Para quem espera um drama pesado baseado na história do trio de aventureiros com síndrome de Down, pode esquecer: Colegas é uma comédia, e das mais levinhas. Pode levar as crianças e toda a família, que não há violência nem sexo explícitos, nem qualquer linguagem excessivamente imprópria. O que há é um forte sotaque paulista (carregado de “meu”s e “cara”s) e muitas, mas muitas referências ao cinema.

E é aí que está o maior charme do filme: os três protagonistas (Ariel Goldenberg como Stalone, Rita Pokk como Aninha e Breno Viola como Márcio) são cinéfilos incuráveis, pois passaram boa parte de suas vidas enclausuradas cuidando do acervo da cinemateca do Instituto (uma moradia exclusiva de portadores da síndrome, chamada apenas de “instituto”). Por decorrência disso, o vocabulário do trio é uma verdadeira enciclopédia de frases de filmes inesquecíveis, que vão desde Os Palhaços de Fellini até o recente Tropa de Elite de José Padilha.

O tempo, aliás, é uma questão não muito bem definida em Colegas. Enquanto carrões antigos ocupam as ruas de Paulínia rumo a Buenos Aires e telefones de disco aparecem em todos os cantos, vemos celulares nas mãos dos policiais (uma clássica dupla de “tiras”) e referências a filmes dos anos 90 e 2000. Seria essa uma forma de tornar a experiência ainda mais lúdica, nos jogando num mundo tão caricato quanto os telejornais sanguessugas, os civis vaidosos e os chefes de instituto afetuosos que nos pintam ali? O mundo de Colegas não é, mesmo, um mundo realista, mas algo aumentado nos detalhes mais egoístas de cada um de nós. Marcelo Galvão força no preconceito aos jovens, chamados de “retardados” mais de uma vez, mas dá espaço para que os três se mostrem completamente humanos, com defeitos e virtudes, inocências e malícias, sonhos e traumas.

O ponto baixo, me parece, é a cena do interrogatório com os outros moradores do Instituto: um desfile de personagens bizarros, com discursos sem pé nem cabeça.
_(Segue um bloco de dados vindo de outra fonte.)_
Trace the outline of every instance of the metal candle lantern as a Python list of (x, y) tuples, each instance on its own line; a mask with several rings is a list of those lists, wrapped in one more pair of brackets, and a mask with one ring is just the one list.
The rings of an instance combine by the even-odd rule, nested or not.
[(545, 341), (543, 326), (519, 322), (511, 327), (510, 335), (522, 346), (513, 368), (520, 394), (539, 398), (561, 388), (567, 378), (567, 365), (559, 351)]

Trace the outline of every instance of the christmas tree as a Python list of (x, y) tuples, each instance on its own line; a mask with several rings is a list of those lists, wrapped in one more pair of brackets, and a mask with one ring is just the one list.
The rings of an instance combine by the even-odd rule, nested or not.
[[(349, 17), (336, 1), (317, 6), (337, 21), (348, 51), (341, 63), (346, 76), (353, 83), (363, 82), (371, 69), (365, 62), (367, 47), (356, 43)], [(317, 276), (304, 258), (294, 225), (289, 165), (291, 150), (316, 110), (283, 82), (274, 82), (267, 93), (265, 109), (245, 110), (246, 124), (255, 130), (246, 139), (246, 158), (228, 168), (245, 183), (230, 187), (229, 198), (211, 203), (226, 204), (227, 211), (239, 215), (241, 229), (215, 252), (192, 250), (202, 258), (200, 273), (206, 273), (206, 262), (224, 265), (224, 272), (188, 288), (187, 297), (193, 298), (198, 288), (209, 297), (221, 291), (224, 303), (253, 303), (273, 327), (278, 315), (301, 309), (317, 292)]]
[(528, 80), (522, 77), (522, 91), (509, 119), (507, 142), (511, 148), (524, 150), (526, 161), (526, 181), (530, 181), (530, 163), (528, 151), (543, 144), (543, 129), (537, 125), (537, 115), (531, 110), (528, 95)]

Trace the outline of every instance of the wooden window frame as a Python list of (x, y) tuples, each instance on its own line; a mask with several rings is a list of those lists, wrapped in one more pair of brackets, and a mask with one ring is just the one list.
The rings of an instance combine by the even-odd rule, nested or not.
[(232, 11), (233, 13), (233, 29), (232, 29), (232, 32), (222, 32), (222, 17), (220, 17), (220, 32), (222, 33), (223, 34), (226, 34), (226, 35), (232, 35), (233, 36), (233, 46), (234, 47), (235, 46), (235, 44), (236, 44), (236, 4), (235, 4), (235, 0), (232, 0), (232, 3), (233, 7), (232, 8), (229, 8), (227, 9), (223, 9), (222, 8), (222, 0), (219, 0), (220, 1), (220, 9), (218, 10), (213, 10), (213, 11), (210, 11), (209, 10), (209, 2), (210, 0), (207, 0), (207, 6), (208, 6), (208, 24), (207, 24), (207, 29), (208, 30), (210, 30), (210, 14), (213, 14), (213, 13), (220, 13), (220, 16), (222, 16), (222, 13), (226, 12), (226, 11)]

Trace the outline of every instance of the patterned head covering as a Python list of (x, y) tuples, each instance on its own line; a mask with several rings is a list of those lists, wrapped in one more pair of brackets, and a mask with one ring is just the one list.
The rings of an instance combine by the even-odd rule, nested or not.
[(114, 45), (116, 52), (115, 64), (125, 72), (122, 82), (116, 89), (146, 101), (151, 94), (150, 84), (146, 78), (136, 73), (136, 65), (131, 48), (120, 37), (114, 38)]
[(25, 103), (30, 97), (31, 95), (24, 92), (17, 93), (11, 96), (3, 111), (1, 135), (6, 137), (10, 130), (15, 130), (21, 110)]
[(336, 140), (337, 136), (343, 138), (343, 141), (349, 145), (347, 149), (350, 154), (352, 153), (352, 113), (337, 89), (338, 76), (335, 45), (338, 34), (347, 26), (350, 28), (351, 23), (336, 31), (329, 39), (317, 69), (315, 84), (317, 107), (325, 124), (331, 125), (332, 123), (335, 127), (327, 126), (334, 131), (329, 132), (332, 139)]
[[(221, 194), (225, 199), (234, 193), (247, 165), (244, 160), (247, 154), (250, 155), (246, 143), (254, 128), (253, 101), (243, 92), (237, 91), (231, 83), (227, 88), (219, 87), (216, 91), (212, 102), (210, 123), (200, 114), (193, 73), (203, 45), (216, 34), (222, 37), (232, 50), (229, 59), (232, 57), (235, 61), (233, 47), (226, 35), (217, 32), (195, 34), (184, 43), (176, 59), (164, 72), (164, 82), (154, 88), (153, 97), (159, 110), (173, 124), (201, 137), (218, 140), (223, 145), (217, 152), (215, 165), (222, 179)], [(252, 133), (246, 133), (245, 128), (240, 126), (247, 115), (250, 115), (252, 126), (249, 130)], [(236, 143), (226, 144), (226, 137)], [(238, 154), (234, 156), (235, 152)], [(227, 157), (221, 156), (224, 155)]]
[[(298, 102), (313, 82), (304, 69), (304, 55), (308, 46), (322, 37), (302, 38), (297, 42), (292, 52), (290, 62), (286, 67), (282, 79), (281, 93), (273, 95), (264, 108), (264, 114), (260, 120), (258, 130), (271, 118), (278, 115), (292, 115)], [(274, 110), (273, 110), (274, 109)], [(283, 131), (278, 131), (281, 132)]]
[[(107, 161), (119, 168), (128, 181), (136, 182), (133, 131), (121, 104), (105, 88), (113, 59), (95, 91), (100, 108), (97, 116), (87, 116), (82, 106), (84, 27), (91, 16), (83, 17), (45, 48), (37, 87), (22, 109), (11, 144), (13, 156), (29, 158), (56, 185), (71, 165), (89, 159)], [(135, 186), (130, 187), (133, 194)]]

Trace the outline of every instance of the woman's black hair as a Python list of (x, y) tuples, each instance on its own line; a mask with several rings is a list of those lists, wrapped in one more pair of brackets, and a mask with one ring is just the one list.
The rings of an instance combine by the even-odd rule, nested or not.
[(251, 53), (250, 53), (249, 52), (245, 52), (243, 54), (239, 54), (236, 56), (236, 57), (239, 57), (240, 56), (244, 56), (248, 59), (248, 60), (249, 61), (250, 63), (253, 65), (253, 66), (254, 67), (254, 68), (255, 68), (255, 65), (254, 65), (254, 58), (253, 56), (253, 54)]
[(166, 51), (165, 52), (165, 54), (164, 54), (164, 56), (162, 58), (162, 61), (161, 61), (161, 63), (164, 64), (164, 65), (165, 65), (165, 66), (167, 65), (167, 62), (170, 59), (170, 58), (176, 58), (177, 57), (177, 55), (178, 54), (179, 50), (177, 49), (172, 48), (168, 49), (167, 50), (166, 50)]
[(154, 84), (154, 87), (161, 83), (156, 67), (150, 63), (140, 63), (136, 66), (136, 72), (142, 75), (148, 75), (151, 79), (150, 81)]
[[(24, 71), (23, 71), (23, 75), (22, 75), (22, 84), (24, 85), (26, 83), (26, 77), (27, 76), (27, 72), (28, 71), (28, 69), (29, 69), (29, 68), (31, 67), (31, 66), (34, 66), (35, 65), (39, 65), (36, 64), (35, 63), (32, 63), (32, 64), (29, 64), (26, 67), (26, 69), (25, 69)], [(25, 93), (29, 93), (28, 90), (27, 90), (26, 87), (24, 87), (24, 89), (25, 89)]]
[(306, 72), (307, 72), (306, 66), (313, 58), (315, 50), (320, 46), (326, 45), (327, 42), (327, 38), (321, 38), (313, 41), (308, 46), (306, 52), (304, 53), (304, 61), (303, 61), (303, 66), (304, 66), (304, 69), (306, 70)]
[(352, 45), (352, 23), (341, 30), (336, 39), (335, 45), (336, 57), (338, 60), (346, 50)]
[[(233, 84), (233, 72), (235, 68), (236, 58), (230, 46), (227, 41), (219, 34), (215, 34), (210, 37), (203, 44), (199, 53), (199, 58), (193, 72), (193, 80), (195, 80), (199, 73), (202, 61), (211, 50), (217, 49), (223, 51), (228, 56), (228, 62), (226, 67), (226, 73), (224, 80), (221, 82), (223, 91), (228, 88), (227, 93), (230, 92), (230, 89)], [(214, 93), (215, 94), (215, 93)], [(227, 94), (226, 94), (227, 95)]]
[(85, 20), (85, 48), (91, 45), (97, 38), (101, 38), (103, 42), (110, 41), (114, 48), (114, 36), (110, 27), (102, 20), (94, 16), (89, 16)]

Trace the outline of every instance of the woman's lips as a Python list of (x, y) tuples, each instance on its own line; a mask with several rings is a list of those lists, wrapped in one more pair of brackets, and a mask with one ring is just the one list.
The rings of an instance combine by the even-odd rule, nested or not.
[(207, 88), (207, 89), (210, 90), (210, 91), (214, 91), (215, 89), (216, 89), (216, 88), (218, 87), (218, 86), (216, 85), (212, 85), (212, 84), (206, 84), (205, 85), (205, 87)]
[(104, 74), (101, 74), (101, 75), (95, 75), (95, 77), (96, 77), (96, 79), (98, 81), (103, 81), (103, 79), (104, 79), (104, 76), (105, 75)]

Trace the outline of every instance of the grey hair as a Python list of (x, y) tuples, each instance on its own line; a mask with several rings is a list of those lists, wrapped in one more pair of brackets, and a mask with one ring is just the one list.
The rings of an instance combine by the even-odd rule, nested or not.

Se a intenção foi criar uma cena cômica, com os jovens zombando dos policiais, acho que o diretor passou um pouco do ponto e arriscou queimar a própria mensagem. Mas, considerando o quadro geral, o resultado é divertido e deve agradar a vários públicos. O tema é ousado (apesar de agora dividir espaço com outros tantos filmes abordando deficiências) e o foco é certamente inovador – bandidos, quem diria? Mas não é um filme que busca chocar ou tocar profundamente. É um filme para divertir, mostrando que também há graça onde, muitas vezes, julgamos que só exista tristeza.